When students grade their teachers

An online service riles some - but others say it's only fair to turn tables.

When Eric Piotrowski wonders what his high school English students think of him, he simply logs on to RateMy- Teachers.com, where millions of anonymous teacher critiques await anyone with an unrestricted Internet connection.

At the site, a smiley-faced icon with sunglasses sits next to Mr. Piotrowski's name, indicating he's especially popular. Eighteen students gave Piotrowski an average rating of 4.1 out of 5, with one saying he's "one of the coolest teachers I've ever had." Piotrowski couldn't be more flattered - or more supportive of online ratings.

"Too many teachers insulate themselves from the people around them," says Piotrowski, who teaches at Sun Prairie High School in a suburb of Madison, Wis. The website "is fundamentally a good way for us to keep tabs on what the people we work with have to say."

Others aren't so sure. The rapid growth of RateMyTeachers.com - which boasts ratings for 887,000 public and private schoolteachers in four countries - is provoking a backlash. The site's creators estimate that hundreds of school districts have cut off Internet access to RateMyTeachers.com. And teachers, many of them stung by blunt or crass comments on the site, are crying foul. They don't think children should be able to anonymously rate their teachers, even though older students have long had that freedom on many college campuses.

"How can you claim that your service offers more than a way for kids to 'bash' teachers?" asks "Pete," a physical education teacher who anonymously posted a complaint letter to an education website. The site is "unprofessional," writes the teacher, who says he doesn't care whether students think his classes are dull - "bored people ... are boring people" - but is offended by "derogatory comments about my physical appearance."

The naysayers don't appear to have any significant effect on the popularity of the website. Last week, the site received its 6-millionth teacher rating, up from just 1 million barely more than a year ago, says cofounder Michael Hussey, a 20-something computer whiz from Maine.

With his partners, Mr. Hussey created RateMyTeachers.com in 2001, partly as a way to give students a chance to compliment their favorite teachers. "It's a site I wanted for myself when I was in high school," he says. "I really liked most of my teachers, but I wasn't necessarily going up and telling them why I liked them because I didn't want to be labeled as a suck-up."

Hussey says he also wanted to give students a forum for critical evaluations. "There was a small handful of teachers who I felt were really more or less wasting my time. But I had nowhere to go for constructive criticism without fear of grade retribution."
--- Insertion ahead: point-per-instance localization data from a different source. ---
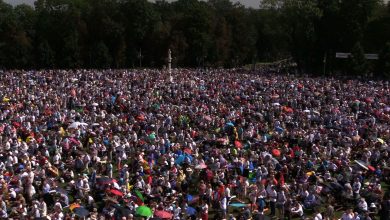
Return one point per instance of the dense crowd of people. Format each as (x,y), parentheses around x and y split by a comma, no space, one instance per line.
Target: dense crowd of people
(218,144)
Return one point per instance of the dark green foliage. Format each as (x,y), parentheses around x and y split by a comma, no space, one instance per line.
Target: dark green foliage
(383,67)
(216,33)
(357,61)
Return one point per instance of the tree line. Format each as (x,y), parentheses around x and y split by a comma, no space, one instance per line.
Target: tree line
(214,33)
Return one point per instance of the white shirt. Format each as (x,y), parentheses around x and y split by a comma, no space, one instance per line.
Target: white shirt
(224,203)
(347,216)
(318,217)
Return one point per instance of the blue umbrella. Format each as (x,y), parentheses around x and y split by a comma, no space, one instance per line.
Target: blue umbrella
(190,211)
(237,205)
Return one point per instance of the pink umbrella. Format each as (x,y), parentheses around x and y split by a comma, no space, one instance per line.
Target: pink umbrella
(163,214)
(116,192)
(208,118)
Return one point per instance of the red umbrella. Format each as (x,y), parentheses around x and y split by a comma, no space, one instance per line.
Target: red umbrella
(276,153)
(115,192)
(163,214)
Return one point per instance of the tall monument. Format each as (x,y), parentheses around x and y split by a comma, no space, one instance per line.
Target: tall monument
(169,65)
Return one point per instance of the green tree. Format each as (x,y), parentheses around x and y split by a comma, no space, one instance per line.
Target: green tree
(357,62)
(383,65)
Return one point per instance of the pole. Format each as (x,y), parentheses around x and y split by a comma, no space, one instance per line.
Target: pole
(140,57)
(324,64)
(169,64)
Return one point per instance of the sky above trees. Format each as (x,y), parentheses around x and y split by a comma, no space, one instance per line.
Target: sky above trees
(248,3)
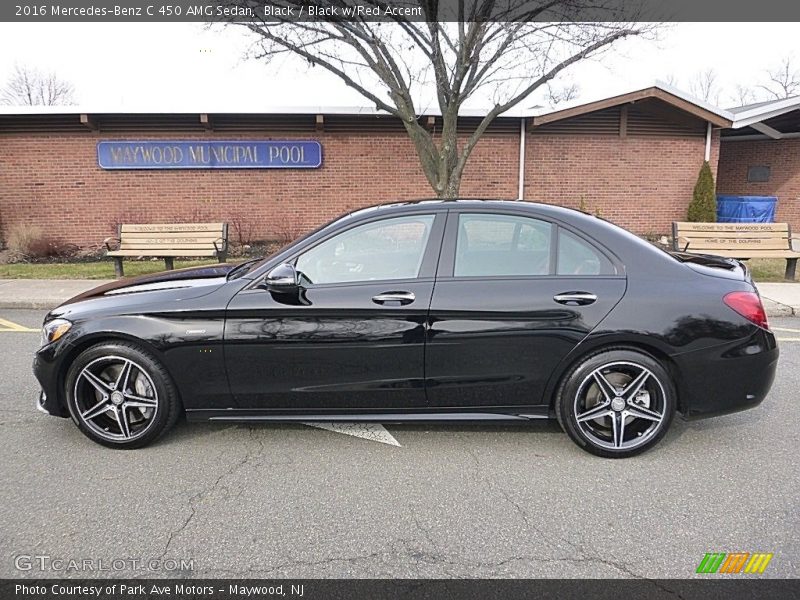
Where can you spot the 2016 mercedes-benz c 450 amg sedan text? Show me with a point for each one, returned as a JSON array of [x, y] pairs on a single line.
[[420, 311]]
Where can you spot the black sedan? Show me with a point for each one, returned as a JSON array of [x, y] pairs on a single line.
[[466, 310]]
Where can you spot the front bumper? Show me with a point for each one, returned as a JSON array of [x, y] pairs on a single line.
[[727, 378], [45, 368]]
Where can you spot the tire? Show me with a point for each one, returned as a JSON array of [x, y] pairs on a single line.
[[616, 403], [120, 380]]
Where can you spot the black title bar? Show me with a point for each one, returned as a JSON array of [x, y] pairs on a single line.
[[273, 11]]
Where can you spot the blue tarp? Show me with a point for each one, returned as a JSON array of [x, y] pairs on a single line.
[[746, 209]]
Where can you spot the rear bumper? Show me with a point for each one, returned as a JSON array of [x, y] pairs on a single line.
[[727, 378]]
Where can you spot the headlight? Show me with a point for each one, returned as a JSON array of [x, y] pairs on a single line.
[[53, 330]]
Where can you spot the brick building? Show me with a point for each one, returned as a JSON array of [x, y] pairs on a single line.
[[760, 155], [632, 158]]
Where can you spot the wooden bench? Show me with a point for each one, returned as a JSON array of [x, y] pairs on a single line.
[[738, 240], [168, 240]]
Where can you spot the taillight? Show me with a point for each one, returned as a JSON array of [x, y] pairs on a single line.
[[748, 304]]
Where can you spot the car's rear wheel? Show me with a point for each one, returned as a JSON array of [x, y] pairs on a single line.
[[616, 403], [121, 396]]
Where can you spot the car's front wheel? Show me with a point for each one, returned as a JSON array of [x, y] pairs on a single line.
[[120, 395], [616, 403]]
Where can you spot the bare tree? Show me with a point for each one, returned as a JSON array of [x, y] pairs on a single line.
[[30, 87], [743, 95], [784, 80], [704, 86], [672, 80], [564, 93], [501, 50]]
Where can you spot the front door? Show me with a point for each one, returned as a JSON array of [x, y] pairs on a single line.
[[514, 296], [354, 337]]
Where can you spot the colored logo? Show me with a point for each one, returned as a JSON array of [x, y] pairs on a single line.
[[735, 562]]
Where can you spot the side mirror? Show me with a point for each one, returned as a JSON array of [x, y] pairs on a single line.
[[282, 279]]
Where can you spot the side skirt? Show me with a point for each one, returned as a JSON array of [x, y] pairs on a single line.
[[524, 414]]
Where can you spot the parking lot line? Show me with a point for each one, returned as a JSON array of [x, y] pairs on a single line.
[[9, 326]]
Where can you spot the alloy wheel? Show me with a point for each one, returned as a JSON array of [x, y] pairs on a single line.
[[620, 405], [116, 398]]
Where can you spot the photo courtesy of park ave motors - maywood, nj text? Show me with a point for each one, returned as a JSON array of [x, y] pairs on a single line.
[[387, 299]]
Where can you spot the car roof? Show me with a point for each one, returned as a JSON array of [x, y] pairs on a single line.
[[571, 215]]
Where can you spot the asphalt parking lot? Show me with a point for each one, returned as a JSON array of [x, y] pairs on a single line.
[[455, 500]]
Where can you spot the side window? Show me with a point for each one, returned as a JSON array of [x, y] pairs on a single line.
[[387, 249], [576, 257], [502, 245]]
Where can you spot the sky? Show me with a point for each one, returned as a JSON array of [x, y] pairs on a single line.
[[191, 67]]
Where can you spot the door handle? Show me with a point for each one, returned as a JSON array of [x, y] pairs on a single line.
[[401, 297], [579, 298]]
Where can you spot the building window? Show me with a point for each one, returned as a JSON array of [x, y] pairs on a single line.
[[757, 174]]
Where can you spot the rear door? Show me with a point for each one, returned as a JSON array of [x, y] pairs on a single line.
[[514, 295]]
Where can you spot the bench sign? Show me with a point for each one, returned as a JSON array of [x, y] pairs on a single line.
[[195, 154]]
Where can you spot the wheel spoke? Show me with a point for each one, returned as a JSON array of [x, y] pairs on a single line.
[[609, 391], [122, 419], [640, 412], [601, 410], [122, 379], [131, 398], [635, 385], [101, 386], [143, 403], [96, 410], [618, 424]]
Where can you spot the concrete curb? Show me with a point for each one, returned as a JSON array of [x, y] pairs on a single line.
[[42, 293], [780, 299]]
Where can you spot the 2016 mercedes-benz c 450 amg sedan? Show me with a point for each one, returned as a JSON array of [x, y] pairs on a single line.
[[480, 310]]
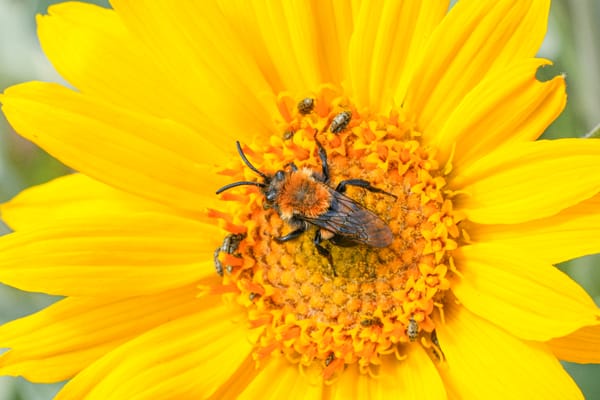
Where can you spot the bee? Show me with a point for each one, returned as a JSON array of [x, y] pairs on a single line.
[[306, 105], [412, 330], [303, 197], [340, 121], [230, 245]]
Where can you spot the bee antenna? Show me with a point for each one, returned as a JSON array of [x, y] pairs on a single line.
[[252, 167], [241, 183]]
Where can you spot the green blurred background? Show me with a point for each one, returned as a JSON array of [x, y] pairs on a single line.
[[573, 43]]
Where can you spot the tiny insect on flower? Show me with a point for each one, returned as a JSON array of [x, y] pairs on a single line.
[[306, 105], [340, 121], [230, 245], [412, 330]]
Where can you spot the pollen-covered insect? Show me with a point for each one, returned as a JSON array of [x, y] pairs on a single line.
[[303, 197], [340, 122], [230, 245], [306, 105]]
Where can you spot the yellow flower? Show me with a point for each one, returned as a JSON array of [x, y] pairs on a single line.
[[172, 291]]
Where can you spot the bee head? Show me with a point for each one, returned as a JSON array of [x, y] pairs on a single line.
[[273, 186]]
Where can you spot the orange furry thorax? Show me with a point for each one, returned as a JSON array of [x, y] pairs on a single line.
[[301, 194]]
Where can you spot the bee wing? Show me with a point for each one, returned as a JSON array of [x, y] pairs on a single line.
[[347, 218]]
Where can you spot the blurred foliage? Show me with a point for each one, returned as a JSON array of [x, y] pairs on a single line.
[[572, 43]]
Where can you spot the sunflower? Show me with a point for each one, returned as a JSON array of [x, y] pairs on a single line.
[[422, 268]]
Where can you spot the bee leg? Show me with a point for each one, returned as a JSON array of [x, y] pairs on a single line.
[[292, 235], [323, 157], [341, 187], [323, 251]]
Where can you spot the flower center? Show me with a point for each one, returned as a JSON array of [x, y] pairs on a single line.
[[331, 295]]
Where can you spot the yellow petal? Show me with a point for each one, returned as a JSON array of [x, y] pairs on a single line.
[[281, 379], [508, 106], [582, 346], [73, 196], [119, 256], [388, 39], [476, 38], [154, 158], [56, 343], [297, 45], [482, 359], [526, 297], [195, 47], [561, 237], [92, 49], [527, 181], [189, 357]]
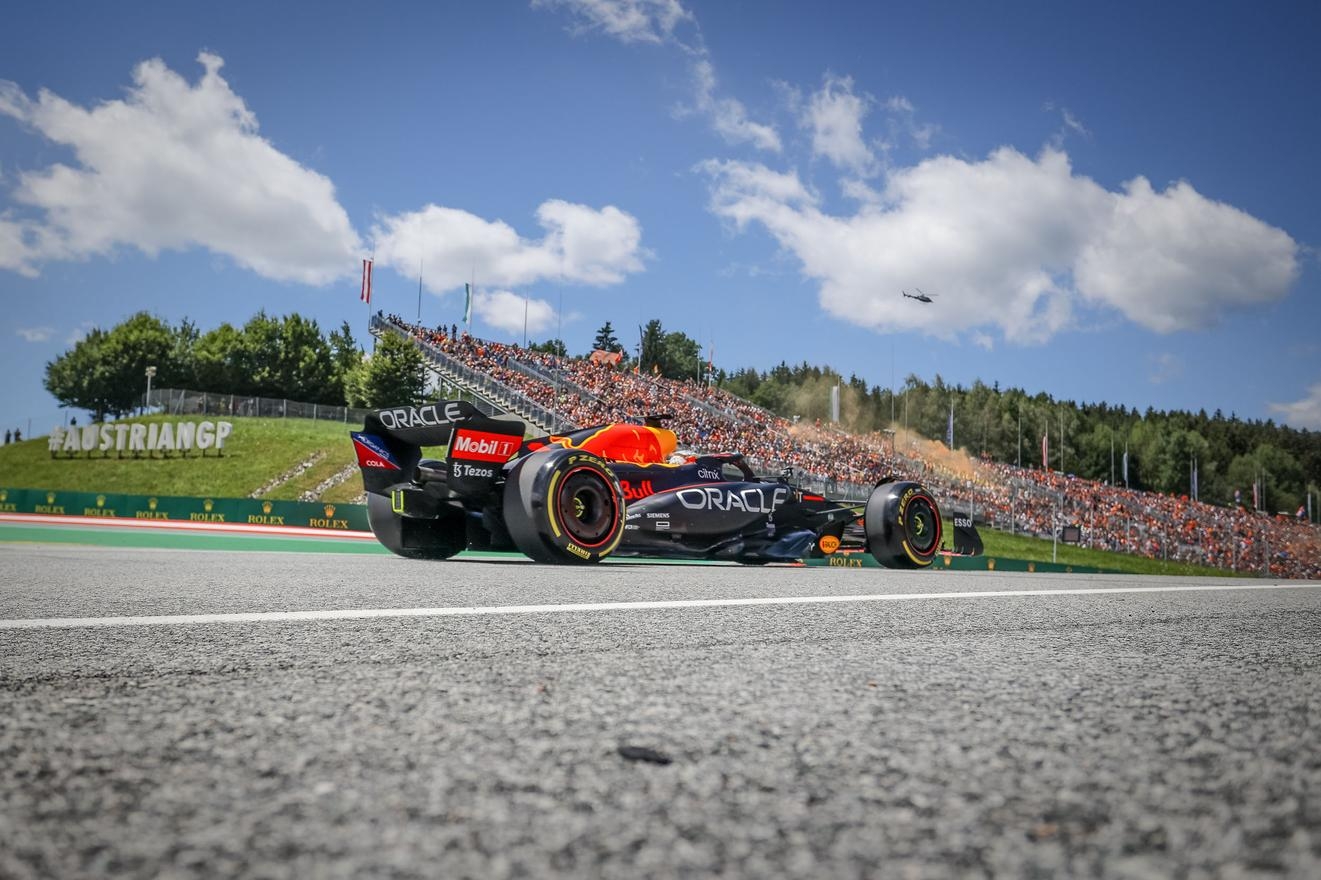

On RateMyTeachers.com, students pay nothing to look at ratings or rate their teachers. The site, which Hussey says is profitable, makes money from advertising and, as of earlier this month, from paid memberships for parents.

The site has a small paid staff, according to Hussey, and relies on hundreds of student volunteers who monitor postings for accuracy and taste in the US, Canada and now Britain and Ireland. Anyone can click a tiny red flag next to a comment to automatically remove it from the site pending review by a staff member.

Most of the ratings "are pretty accurate," says Kyle Peavley, a ninth-grader at Edgewood High School in Trenton, Ohio, who monitors ratings of teachers at his school. In some cases, students may rip into teachers who gave them detentions, he says, "but most of the comments are not bad at all."

Kyle thinks the ratings help both students and teachers. "I can decide which teacher to choose by their ratings and the comments," he says. As for teachers, "it gives them a chance to improve, and they get to see what feedback they're getting from students. They get to know how well they're teaching."

The site can indeed be a tool for teachers, says Dan Baldwin, who teaches English at Brooklyn Technical High School in New York City, which has nearly 14,000 ratings, more than any other school. But Mr. Baldwin, who has a 4.3 rating from 208 students, has noticed that only teachers with positive ratings like RateMyTeachers.com. "I would like to think it would be an occasion for teachers to do some soul-searching and change or improvement, but I don't know that happens."

It's hard to imagine how it could, considering RateMyTeachers.com's reliance on anonymity, says Peter Gow, academic dean of Beaver Country Day School in Chestnut Hill, Mass., who complains of both "undeserved character assassination" and "undeserved beatification" on the site.

"I've often thought what fun it would be to create several virtual selves and rate myself with extravagant praise. And the thing is, there really isn't anything to prevent my doing just that," says Mr. Gow, who has just one rating - a perfect 5.0 - on the site.

But Baldwin points out that teachers themselves are in the business of rating students. "Turnabout," he says, "is fair play."